The Weekly Newsletter of MIT Linguistics

Issue of Monday, February 20th, 2023

MorPhun 2/23 - Giovanni Roversi (MIT)

Speaker: Giovanni Roversi (MIT)
Title: The morphology of North Sámi adjectives
Time: Thursday, February 23rd, 5pm - 6:30pm

Abstract: North Sámi adjectives are sometimes inflected for case and number, and sometimes not. The pattern is quite complex, and reminiscent of other languages (Hungarian, Turkish, etc.) for which analyses exist on the market, but with added complications that the existing analyses may or may not capture without patches. I want to present some work in progress that tries to take a stab at developing a full account of the North Sámi data, and I’ll highlight the parts that still need some ironing out.
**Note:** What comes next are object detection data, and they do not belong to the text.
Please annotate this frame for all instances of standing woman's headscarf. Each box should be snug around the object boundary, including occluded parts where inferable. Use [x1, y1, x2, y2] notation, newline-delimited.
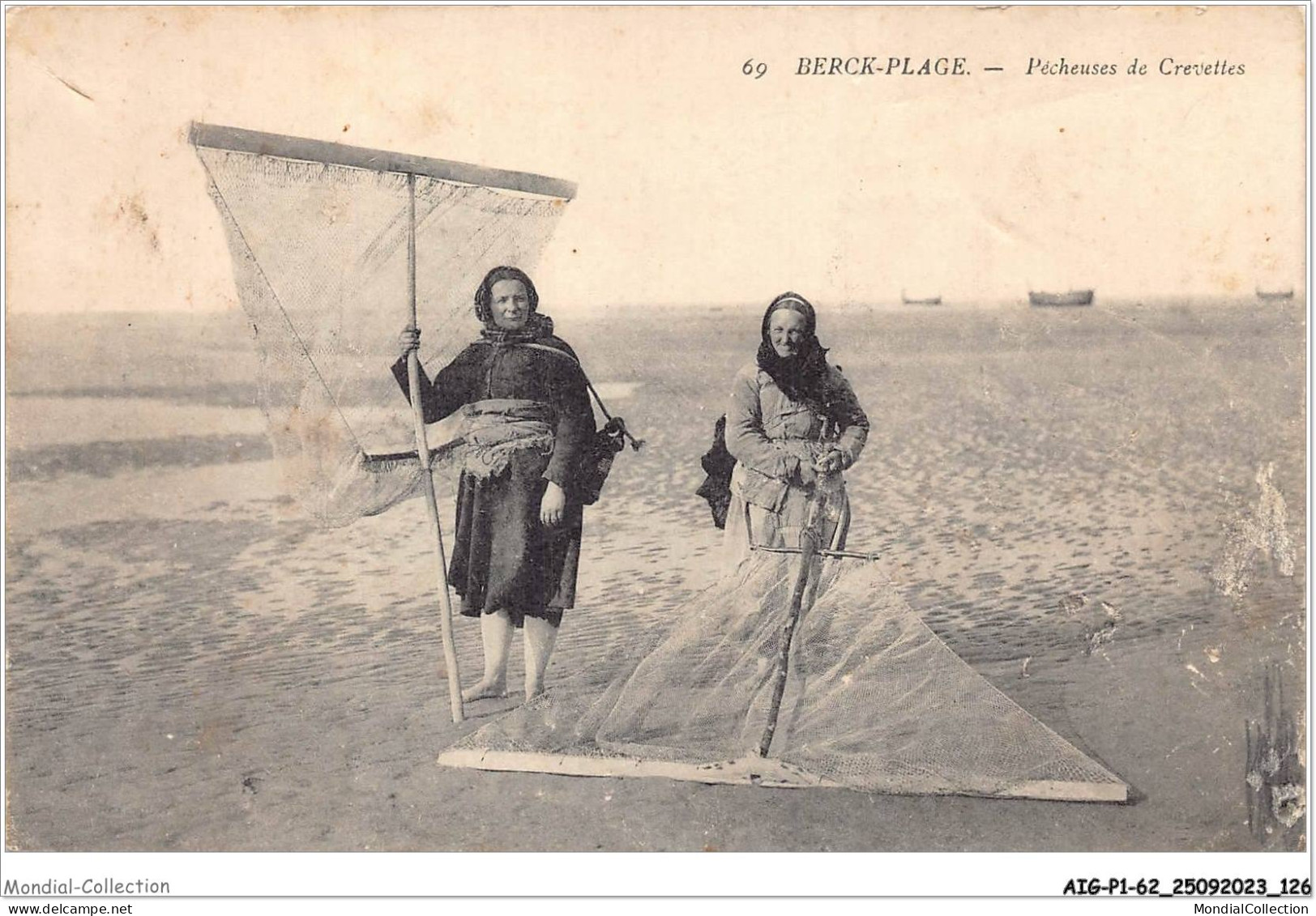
[758, 292, 829, 411]
[475, 266, 553, 343]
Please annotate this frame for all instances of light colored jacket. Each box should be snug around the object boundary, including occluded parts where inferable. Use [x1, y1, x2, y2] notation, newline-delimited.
[726, 364, 869, 512]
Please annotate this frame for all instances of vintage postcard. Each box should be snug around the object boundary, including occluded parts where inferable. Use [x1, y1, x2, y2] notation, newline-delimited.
[4, 6, 1310, 912]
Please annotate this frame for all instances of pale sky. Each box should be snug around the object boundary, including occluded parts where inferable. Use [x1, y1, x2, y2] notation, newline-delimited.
[6, 6, 1305, 313]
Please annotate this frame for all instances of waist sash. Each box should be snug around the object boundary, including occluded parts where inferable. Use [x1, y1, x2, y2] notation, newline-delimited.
[459, 398, 557, 478]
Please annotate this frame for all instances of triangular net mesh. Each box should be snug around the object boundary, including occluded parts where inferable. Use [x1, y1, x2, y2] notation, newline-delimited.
[198, 137, 565, 525]
[439, 554, 1126, 802]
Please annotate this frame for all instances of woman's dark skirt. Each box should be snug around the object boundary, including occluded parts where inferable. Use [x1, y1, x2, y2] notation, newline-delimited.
[449, 451, 584, 627]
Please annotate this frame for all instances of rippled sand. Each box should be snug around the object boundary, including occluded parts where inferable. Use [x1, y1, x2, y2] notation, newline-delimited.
[5, 303, 1307, 850]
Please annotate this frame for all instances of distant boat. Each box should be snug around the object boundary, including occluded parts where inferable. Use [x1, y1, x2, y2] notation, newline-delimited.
[1028, 290, 1092, 305]
[1257, 287, 1293, 303]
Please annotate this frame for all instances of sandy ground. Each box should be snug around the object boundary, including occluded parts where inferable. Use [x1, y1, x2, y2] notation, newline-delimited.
[5, 303, 1307, 850]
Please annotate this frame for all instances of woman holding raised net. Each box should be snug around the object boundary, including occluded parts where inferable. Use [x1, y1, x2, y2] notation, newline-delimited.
[725, 292, 869, 567]
[394, 267, 593, 701]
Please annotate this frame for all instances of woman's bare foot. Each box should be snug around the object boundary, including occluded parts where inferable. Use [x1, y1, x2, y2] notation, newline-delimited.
[462, 680, 506, 703]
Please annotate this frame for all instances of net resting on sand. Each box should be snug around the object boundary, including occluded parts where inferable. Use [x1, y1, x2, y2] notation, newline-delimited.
[192, 125, 1126, 800]
[439, 554, 1128, 802]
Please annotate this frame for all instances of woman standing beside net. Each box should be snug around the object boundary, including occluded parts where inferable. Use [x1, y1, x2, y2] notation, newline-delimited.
[394, 267, 593, 701]
[725, 292, 869, 567]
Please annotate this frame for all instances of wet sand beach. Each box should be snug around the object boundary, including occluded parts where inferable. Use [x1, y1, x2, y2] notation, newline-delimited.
[5, 300, 1307, 851]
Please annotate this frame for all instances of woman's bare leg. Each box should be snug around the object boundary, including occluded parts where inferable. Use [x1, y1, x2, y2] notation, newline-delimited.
[525, 617, 558, 701]
[462, 611, 512, 703]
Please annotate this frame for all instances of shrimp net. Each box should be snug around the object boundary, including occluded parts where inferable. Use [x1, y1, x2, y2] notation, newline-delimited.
[192, 125, 566, 526]
[439, 553, 1128, 802]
LF Reading Group 2/22 - Amir Anvari (MIT), part 2

Speaker: Amir Anvari (MIT)
Title: Origins of Conservativity
Time: Wednesday, February 22nd, 1pm - 2pm

Abstract: While that natural language determiners denote conservative functions (Keenan & Stavi 1986) is perhaps the most commented on semantic universal, it nevertheless remains unexplained. I will revisit the most promising approach to this puzzle based on the idea that copy theory of movement (Chomsky 1995) makes non-conservative determiners semantically vacuous (Chierchia 1995, Fox 2002,2003, Sportiche 2005). The only serious study of this idea was done by Romoli (2015) with the surprising conclusion that non-conservative determiners may very exist but we cannot be sure as, within copy theory of movement, such determiners are bound to yield the same truth-conditions as conservative ones. First, I will address Romoli’s skepticism by leveraging presupposition projection to argue that all determiners are in fact lexically conservative. Second, I will argue that, with appropriate auxiliary assumptions about the denotation of determiners, Schlenker’s (2009) theory of presupposition projection coupled with Fox’s (2002,2003) rule of trace conversion correctly predicts all determiners to be conservative within the copy-theoretic framework. Third, I will explore a double strengthening of this result by suggesting that (a) conservativity is explained by presupposition projection even without copy theory of movement and (b) the fact that natural language determiners denote generalized (i.e. restricted) quantifiers to begin with is also due to presupposition projection. Finally, I will argue that this work raises the bar on what counts as an acceptable, explanatory theory of presupposition projection by comparing the main result based on Schlenker’s theory of presupposition projection with the predictions made by the Strong Kleene system (Fox 2012).